Delegowanie pracowników jest ważnym elementem, który przyczynia się do gospodarczego potencjału wielu krajów członkowskich UE, pozwalając jednolitemu rynkowi działać tak, jak powinien - powiedział sekretarz stanu ds. europejskich w kancelarii premiera Republiki Czeskiej Alesz Chmelarz.
- Praga nie odchodzi od stanowiska Wyszehradzkiej Czwórki dot. pracowników delegowanych - mówi sekretarz stanu ds. europejskich w kancelarii premiera Republiki Czeskiej Alesz Chmelarz.
- W przypadku fiaska negocjacji może dojść do pojawienia się na poziomie państw członkowskich inicjatyw, które "odpowiadałyby na negatywne efekty dyrektywy w sposób bardzo niefortunny" i groziłyby "zakłóceniem funkcjonowania unijnego rynku" - uważa Chmelarz.
Zaznaczył jednocześnie, że celem negocjacji w tej sprawie powinno być znalezienie kompromisowego europejskiego rozwiązania, które odpowie na "problemy niepokojące część państw członkowskich". Zastrzegł zarazem, że w grę nie wchodzi taka rewizja dyrektywy, która "uniemożliwiłaby dalsze delegowanie pracowników".
Zobacz 1112 największych firm przemysłowych w Polsce (jedyny taki raport w polskim internecie)
Francja chce rozmawiać
Pod koniec sierpnia prezydent Francji Emmanuel Macron odbył serię rozmów na temat dyrektywy o pracownikach delegowanych z przedstawicielami krajów Europy Środkowo-Wschodniej, które sprzeciwiały się proponowanym przez niego zmianom w obowiązujących regulacjach. Spotkał się z szefami rządów Austrii, Czech, Słowacji, Rumunii i Bułgarii, pomijając Polskę i Węgry. Francuski prezydent relacjonował później, że w sprawie zmiany przepisów o pracownikach delegowanych ma poparcie Austrii, a Słowacja, Czechy, Rumunia i Bułgaria są gotowe do negocjacji.

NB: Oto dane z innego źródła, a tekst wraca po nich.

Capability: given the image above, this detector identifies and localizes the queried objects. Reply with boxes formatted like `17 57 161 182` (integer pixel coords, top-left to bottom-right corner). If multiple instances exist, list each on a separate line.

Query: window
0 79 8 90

Prezydent Francji Emmanuel Macron podważa filary UE i próbuje wprowadzić protekcjonizm, uderzając w swobodny przepływ osób i usług - powiedziała w ubiegłym tygodniu premier Beata Szydło. Dodała, że przywódcy europejscy muszą zdecydować, czy chcą Unii zjednoczonej czy podzielonej. Zobacz: Szydło: Macron podważa filary UE; uderza w swobodny przepływ osób i usług
Komentując sprzeciw Warszawy wobec propozycji zmian w dyrektywie Macron ocenił natomiast, iż Polska stawia się "na marginesie" Europy w "wielu kwestiach". - Polska nie definiuje dzisiaj przyszłości Europy i nie będzie definiować Europy jutra - mówił prezydent Francji. Przekonywał też, że rząd w Warszawie "nie jest rzecznikiem Europy Wschodniej". Z kolei wiceszef MSZ ds. europejskich Konrad Szymański twierdził, że w sprawie pracowników delegowanych obowiązuje wciąż mandat negocjacyjny przyjęty przez premierów V4. Aktualność wspólnego stanowiska Grupy Wyszehradzkiej podkreślili też w rozmowie telefonicznej pod koniec sierpnia premierzy Polski i Słowacji, Beata Szydło i Robert Fico.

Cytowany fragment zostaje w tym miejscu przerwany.